La seguente testimonianza, da parte di membri del Movimento Familiare Cristiano,
è stata pubblicata su “ATUAÇÃO”, bollettino del MFC, n. 80, marzo/aprile 1995.
Abbiamo incontrato Paolo per la prima volta nel lontano 1966, nel quartiere “Alto do Perù”, dove andavamo a fare dei corsi per fidanzati. A vedere Paolo, con la sua faccia da ragazzino, che aveva scambiato la sua Fano per un quartiere periferico di questo Brasile del Terzo Mondo, ci chiedevamo perplessi: “Che cosa viene a fare tra noi questo prete-ragazzino? Che cosa capirà della povertà di qui, delle nostre tradizioni popolari? Uno che viene dalla lontana Italia, cresciuto ed educato in quella cultura millenaria, che è abituata a dominare i popoli del mondo intero… che esperienza potrà trasmetterci?”
Questa è stata la nostra prima reazione con Paolo.
Il tempo passava e Paolo, a poco a poco, si rivelava. Erano gli anni della repressione. E allora, dove c’era un perseguitato, un fuggitivo, un ricercato, Paolo era presente. Accogliendo, confortando, nascondendo. A fianco dei piccoli e degli abbandonati sempre c’era Paolo. Dove crollava una baracca, dove mancava cibo e assistenza, insieme alle vittime dell’ingiustizia, a fianco degli “invasori” e dei disoccupati, sempre Paolo era presente. Contestatore, sfidava i potenti e l’arbitrio; non conformandosi all’ingiustizia sociale di questa società perversa, difendeva i perseguitati, gli abbandonati e i nullatenenti.
Aumentavano i nostri dubbi e le perplessità: oltre che ragazzino e straniero, era anche sovversivo!
1968: è stato in occasione di una tragedia che abbiamo potuto conoscere meglio Paolo. Una violenta tromba d’acqua si era abbattuta su Salvador, concentrando la sua furia soprattutto nella parrocchia dei preti italiani e lasciando un triste bilancio di frane, crolli, morti, feriti, senzatetto. E poi fame e rischio di epidemie. I primi ad accorrere e a soccorrere le vittime furono Renzo e Paolo. Noi, con altri amici, facemmo parte del gruppo di soccorso, e così abbiamo potuto stare insieme ed essere testimoni dell’azione di Paolo. Dinamico, infaticabile, presente dappertutto, sempre attento a chi aveva bisogno.

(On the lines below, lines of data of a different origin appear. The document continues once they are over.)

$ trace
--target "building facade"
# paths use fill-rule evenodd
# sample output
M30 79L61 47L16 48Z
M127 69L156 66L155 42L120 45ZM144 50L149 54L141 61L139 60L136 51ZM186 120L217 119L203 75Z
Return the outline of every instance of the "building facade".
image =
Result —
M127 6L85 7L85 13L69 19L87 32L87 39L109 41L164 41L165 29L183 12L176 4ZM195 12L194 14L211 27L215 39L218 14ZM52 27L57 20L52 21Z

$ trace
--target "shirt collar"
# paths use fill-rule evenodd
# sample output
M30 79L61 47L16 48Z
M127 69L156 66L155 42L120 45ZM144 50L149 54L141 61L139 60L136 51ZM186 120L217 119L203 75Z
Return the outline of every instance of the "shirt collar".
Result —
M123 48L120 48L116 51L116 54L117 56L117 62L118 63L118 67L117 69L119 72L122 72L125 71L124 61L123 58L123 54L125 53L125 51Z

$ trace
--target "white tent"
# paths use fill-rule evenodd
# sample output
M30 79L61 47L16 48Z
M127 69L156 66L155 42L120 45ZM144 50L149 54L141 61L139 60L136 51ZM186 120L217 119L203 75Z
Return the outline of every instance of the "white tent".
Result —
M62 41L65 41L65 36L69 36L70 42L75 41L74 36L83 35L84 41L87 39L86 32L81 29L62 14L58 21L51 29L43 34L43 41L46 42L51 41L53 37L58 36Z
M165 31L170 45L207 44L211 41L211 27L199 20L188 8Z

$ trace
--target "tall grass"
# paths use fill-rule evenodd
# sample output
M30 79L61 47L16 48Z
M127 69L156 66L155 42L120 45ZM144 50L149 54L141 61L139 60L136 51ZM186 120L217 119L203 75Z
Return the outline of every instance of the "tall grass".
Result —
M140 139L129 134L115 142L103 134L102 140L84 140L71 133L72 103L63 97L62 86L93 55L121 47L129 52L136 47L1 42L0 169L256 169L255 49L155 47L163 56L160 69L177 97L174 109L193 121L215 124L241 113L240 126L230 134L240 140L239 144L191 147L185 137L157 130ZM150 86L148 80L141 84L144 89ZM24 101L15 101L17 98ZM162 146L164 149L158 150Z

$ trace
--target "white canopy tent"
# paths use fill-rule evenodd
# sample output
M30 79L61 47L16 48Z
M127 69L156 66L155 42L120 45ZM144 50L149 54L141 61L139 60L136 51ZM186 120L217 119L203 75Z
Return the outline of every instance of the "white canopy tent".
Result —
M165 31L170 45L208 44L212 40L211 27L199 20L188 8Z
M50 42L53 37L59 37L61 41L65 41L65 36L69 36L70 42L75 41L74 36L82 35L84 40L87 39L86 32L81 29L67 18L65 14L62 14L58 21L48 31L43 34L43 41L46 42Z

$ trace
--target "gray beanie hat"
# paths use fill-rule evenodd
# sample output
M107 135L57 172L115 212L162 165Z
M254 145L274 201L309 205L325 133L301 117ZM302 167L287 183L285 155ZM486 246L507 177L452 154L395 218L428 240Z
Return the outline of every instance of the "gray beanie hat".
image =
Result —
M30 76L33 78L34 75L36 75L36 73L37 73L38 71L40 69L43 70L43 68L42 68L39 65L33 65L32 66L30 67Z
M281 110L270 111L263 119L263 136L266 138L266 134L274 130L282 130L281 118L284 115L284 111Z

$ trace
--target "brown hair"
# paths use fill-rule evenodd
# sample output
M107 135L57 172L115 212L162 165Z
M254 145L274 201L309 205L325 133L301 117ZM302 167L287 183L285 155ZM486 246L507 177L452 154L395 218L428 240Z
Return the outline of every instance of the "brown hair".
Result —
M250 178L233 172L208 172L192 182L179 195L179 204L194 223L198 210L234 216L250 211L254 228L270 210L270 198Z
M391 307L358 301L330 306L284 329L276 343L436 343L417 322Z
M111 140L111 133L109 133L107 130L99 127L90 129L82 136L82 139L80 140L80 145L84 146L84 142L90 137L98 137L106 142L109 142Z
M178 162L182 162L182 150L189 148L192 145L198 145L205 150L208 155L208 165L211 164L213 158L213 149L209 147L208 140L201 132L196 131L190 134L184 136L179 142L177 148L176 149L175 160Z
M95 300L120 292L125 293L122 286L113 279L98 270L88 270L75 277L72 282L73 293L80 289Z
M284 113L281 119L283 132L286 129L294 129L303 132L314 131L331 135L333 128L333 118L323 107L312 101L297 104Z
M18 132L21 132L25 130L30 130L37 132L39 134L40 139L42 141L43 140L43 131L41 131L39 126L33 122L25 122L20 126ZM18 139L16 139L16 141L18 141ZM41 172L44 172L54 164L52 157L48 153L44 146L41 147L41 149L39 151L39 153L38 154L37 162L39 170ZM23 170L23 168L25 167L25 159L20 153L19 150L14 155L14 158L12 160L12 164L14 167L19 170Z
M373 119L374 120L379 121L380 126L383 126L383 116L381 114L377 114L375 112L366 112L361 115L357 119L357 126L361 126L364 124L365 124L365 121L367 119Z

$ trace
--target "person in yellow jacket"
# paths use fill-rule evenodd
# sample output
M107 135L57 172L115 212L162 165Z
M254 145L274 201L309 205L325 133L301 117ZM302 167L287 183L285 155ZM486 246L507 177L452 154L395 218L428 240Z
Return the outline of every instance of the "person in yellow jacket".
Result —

Cercando di trasferire alcuni e di riunire famiglie disperse, mettendo ordine e organizzando i primi soccorsi, distribuendo alimenti e facendo da infermiere per curare i feriti: là c’era Paolo.
A poco a poco il nostro giudizio su Paolo cambiava. In seguito l’abbiamo incontrato con più frequenza, in riunioni diocesane, incontri, dibattiti, conferenze. Nel giugno 1981 Paolo lasciò Fazenda Grande e si trasferì come parroco a Camaçari, sede del Polo Petrolchimico, città in rapida espansione, con un afflusso enorme e disordinato di immigranti, in cerca di fortuna e di lavoro. Area di conflitti e di contraddizioni, dove convivono il moderno e l’antico, la tecnologia più avanzata e i mezzi più rudimentali, il dottore e l’analfabeta. Una volta di più Paolo mise la sua energia e la sia dedizione a disposizione dei “piccoli del Regno”, degli emarginati.
Un bel giorno, sia ringraziato il Signore, Paolo si decise di collaborare con il Movimento Familiare Cristiano. A partire da quel momento, i nostri contatti diventarono più assidui e costanti. Ha organizzato un gruppo del Movimento a Camaçari; è stato assistente regionale e poi nazionale. Ha partecipato e lavorato nell’organizzazione degli incontri nazionali e regionali e per ultimo dell’incontro latino-americano. Provocava, stimolava, discuteva calorosamente. Rispettava le nostre posizioni quando erano diverse dalle sue. Camminava con noi e tra noi, e così aumentava la reciproca conoscenza e una amicizia fraterna. Per Paolo ciò che contava era la costruzione del Regno, una società dove non ci fossero né ingiustizia né esclusi.
Rivedendo il cammino fatto, costatiamo quanto dobbiamo a Paolo di ciò che oggi siamo.